Hebatnya, dengan wujudnya yang seperti itu, semua anak kelas kecuali aku tidak ada yang tahu kalau itu adalah Elsa dan mengiranya sebagai seorang murid baru. Setelah itu, guru masuk kelas dan kami memperkenalkan diri dengan gaya masing-masing secara urut dari depan. Yang paling unik dan bikin heboh adalah perkenalan diri Elsa.

"Salam kenal, mungkin banyak dari kalian sudah mengenal diriku, tapi aku tetap akan mengenalkan diri. Namaku Elsa, Arianna Elsa. Jika kalian berbicara denganku, tolong panggil aku Elsa," kata Elsa memperkenalkan diri dengan ekspresi ceria yang tidak pernah ditampakkan olehnya secara terbuka di kelas.

"Apa?! Bohoong! Masa' itu Elsa? Beda banget dengan yang biasanya!" komentar-komentar seperti itu terdengar di seisi kelas yang intinya cuma satu, yaitu ketidak percayaan.

"Tolong simpan komentar dan pertanyaan kalian dahulu. Nanti ada waktu tersendiri untuk hal seperti," kata Elsa dengan tatapan dan logat yang sama sangat dinginnya ke seisi kelas.

"Ini sih parah banget. Apa yang terjadi padamu, Elsa?" tanyaku dalam hati penuh rasa khawatir.
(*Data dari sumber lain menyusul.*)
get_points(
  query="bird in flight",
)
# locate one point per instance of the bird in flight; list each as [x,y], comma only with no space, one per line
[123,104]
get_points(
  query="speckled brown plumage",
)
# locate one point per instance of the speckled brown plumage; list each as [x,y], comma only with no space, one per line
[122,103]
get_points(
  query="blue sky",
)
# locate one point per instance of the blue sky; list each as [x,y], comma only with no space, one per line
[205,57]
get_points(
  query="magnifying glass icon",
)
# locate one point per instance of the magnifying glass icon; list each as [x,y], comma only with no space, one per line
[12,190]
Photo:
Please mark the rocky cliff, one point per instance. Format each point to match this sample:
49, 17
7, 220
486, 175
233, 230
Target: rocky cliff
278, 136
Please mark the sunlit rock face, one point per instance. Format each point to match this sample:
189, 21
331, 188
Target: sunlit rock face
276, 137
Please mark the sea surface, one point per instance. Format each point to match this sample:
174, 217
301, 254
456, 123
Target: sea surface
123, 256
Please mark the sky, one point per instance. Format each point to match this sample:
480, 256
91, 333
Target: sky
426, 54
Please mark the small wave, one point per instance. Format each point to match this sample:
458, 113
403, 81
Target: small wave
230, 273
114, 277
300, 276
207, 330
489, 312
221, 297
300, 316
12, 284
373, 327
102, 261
"Hobiku berbuat segala sesuatu yang bisa membuatku senang. Hal yang kusukai adalah melihat orang yang kusukai bahagia dan hal yang kubenci adalah melakukan urusan merepotkan demi kelas," Elsa melanjutkan perkenalannya dengan fakta-fakta yang sukses membuat seisi kelas semakin bingung, heran, dan khawatir.

"Oh, hampir saja lupa! Untuk semuanya, baik kepada guru, teman sekelasku, juga seluruh warga seisi sekolah, aku ucapkan permintaan maaf sebesar-besarnya karena sudah membohongi kalian semua. Sebenarnya, ini sosok asliku. Aku berwujud seperti itu karena suatu alasan. Sekali lagi, tolong maafkan aku," kata Elsa dengan penuh penyesalan lalu membungkuk dengan hormat dan sopan kepada kelas.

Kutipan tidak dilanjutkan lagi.